16. Un tube de peinture pliable a incité les femmes à sortir pour peindre
L’Américain John Goffe Rand a breveté en 1841 un tube de peinture métallique pliable qui facilitait considérablement le transport de la peinture humide. Cette innovation a permis aux femmes déjà formées à l’aquarelle de créer des cercles de dessin et d’emporter leur matériel en plein air, dans des lieux pittoresques, pour peindre ensemble des paysages et échanger entre elles des critiques artistiques. Alors que la peinture à l’huile était considérée comme une technique salissante et largement réservée aux hommes, l’aquarelle était perçue comme une activité propre et convenable.
17. Les clubs de lecture permettent aux femmes de débattre sans aborder de sujets politiques
En 1885, le journal The Girl’s Own Paper décrivait un cercle de lecture, les « Friends in Council », organisé par le Chiltern Club. Des années 1860 aux années 1890, les femmes de la classe moyenne ont de plus en plus souvent fondé des cercles de lecture privés où elles se réunissaient une semaine sur deux pour discuter de littérature et des textes rédigés par leurs membres. Leur objectif déclaré était littéraire plutôt que politique, mais ces réunions offraient néanmoins aux femmes un cadre structuré pour échanger et débattre d’idées.
18. Les exercices avec la baguette permettent de travailler la posture, pas de former des athlètes
Des années 1850 aux années 1880, les éducateurs enseignaient la gymnastique suédoise, un exercice non compétitif similaire (mais non identique) à la gymnastique moderne, à des groupes de femmes dans des académies pour jeunes filles et des clubs privés. À l’aide de petits haltères, d’anneaux ou de baguettes légères en bois, les femmes exécutaient des mouvements synchronisés au son du piano. La gymnastique suédoise améliorait la posture, la force et la synchronisation du groupe ; elle s’apparentait davantage à la danse qu’à une activité sportive.
19. Les duos pour piano : faire de la musique, un travail à plusieurs
Le piano de salon était un symbole de statut social pour la classe moyenne tout au long du règne de la reine Victoria, de 1837 à 1901. Les femmes de la classe moyenne victorienne s’entraînaient souvent à jouer des valses ou des transcriptions d’opéra avec une autre femme afin de se produire lors des « réceptions à domicile » organisées en soirée, qui étaient des réunions mondaines tenues dans le salon. Lorsque deux personnes jouaient du piano simultanément, souvent sur un seul clavier, on parlait de « duo à quatre mains ». Cette musique était jouée pour la famille et les invités plutôt que dans un but lucratif.

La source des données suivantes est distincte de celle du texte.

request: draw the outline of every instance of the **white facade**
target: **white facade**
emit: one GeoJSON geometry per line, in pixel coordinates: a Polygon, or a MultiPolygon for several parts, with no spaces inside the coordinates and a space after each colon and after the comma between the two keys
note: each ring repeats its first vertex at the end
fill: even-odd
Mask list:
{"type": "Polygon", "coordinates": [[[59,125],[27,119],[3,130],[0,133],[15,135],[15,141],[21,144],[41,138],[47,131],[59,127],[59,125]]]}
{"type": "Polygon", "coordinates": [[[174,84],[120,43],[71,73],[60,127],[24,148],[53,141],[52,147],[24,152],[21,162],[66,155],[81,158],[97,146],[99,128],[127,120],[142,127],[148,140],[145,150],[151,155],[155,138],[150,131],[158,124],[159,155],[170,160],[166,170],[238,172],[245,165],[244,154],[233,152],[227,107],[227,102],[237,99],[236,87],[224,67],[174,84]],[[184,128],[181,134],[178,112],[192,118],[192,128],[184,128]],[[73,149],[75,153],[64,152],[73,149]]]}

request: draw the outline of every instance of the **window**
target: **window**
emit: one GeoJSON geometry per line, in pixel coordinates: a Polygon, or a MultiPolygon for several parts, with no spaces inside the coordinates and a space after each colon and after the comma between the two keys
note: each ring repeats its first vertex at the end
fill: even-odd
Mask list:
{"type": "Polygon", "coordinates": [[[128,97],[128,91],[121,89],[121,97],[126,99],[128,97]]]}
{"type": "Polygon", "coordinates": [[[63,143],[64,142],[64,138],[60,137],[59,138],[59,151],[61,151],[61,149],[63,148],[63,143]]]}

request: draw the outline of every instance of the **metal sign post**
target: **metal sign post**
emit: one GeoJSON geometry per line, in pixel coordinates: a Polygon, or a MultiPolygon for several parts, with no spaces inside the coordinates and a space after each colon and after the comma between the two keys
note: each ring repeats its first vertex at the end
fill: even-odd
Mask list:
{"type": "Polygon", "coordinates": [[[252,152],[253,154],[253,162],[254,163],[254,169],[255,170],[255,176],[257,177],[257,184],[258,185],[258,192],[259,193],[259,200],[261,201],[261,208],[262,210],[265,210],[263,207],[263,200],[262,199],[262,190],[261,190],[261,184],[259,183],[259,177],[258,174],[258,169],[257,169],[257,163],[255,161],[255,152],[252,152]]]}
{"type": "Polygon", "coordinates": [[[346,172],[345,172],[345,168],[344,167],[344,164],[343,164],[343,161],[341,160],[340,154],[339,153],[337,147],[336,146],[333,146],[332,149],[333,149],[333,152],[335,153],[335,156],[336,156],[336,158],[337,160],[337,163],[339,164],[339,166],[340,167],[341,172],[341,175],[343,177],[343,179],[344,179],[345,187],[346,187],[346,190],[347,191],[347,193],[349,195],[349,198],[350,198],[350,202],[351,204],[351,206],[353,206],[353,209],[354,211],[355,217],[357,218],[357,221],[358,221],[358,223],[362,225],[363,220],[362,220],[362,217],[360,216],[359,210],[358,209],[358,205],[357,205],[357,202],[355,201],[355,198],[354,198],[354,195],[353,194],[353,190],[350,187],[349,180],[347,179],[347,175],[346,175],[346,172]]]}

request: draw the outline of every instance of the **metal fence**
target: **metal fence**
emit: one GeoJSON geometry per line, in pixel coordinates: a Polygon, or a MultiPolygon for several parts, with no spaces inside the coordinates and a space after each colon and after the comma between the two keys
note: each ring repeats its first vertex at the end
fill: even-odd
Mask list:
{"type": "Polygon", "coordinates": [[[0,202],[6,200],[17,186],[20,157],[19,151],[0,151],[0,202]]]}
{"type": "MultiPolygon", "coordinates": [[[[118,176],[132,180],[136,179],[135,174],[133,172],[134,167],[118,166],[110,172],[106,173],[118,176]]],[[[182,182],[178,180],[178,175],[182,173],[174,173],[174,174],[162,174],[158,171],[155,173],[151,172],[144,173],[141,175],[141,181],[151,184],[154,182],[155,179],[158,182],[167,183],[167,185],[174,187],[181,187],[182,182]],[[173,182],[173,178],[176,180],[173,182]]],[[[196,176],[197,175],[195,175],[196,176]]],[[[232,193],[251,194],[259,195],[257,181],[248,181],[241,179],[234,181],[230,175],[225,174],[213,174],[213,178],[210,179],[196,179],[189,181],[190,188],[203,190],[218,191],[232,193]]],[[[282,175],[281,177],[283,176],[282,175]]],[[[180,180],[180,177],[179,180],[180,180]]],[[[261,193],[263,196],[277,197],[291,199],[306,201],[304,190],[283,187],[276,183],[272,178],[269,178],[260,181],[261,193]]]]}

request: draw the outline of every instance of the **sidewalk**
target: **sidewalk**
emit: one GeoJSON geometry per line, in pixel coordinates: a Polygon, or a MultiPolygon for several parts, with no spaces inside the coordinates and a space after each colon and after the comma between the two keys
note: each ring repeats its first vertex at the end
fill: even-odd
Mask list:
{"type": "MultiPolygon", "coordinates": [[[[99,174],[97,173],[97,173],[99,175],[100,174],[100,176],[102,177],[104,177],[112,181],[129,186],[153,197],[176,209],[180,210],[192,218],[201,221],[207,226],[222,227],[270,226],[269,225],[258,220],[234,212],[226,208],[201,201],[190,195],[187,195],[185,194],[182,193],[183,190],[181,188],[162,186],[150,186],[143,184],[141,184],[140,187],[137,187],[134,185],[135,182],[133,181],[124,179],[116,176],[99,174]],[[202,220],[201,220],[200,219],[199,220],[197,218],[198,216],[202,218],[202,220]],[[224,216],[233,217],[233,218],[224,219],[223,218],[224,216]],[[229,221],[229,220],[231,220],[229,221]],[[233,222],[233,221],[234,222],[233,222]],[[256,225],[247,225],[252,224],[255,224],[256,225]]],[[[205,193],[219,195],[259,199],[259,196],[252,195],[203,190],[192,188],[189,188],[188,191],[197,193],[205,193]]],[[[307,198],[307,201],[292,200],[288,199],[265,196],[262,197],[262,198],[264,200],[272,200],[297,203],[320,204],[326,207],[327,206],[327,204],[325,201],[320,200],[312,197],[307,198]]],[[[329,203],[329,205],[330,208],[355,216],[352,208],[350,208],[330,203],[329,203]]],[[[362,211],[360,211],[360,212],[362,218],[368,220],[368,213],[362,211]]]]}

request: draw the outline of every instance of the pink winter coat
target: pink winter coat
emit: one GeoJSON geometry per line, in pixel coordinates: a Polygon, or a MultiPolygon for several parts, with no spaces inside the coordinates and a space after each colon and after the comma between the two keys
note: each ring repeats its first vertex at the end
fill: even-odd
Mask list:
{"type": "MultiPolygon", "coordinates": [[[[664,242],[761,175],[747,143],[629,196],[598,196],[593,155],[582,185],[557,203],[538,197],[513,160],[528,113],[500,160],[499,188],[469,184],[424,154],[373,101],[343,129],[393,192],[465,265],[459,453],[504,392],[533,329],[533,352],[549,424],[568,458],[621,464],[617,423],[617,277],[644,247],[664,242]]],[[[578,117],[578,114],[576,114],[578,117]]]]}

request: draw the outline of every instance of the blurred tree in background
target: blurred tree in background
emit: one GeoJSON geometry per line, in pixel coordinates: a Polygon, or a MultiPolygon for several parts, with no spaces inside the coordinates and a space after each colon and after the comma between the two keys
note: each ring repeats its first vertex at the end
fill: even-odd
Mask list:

20. Dans les années 1890, les femmes ne se contentaient plus de coller des images
La photographie n’en était encore qu’à ses balbutiements lorsque la botaniste Anna Atkins commença à publier Photographs of British Algae en 1843. Ce livre fut le premier à être illustré d’images photographiques. Lors de l’engouement pour les cartes de visite des années 1850 et 1860, les femmes collectionnaient de petits portraits photographiques que l’on échangeait comme des cartes de visite. Les amateurs les plus aisés allaient plus loin et se rendaient dans la chambre noire pour réaliser des tirages ou créer des collages photographiques. L’appareil photo à pellicule en rouleau de Kodak a contribué à rendre la photographie beaucoup plus accessible après son lancement en 1888.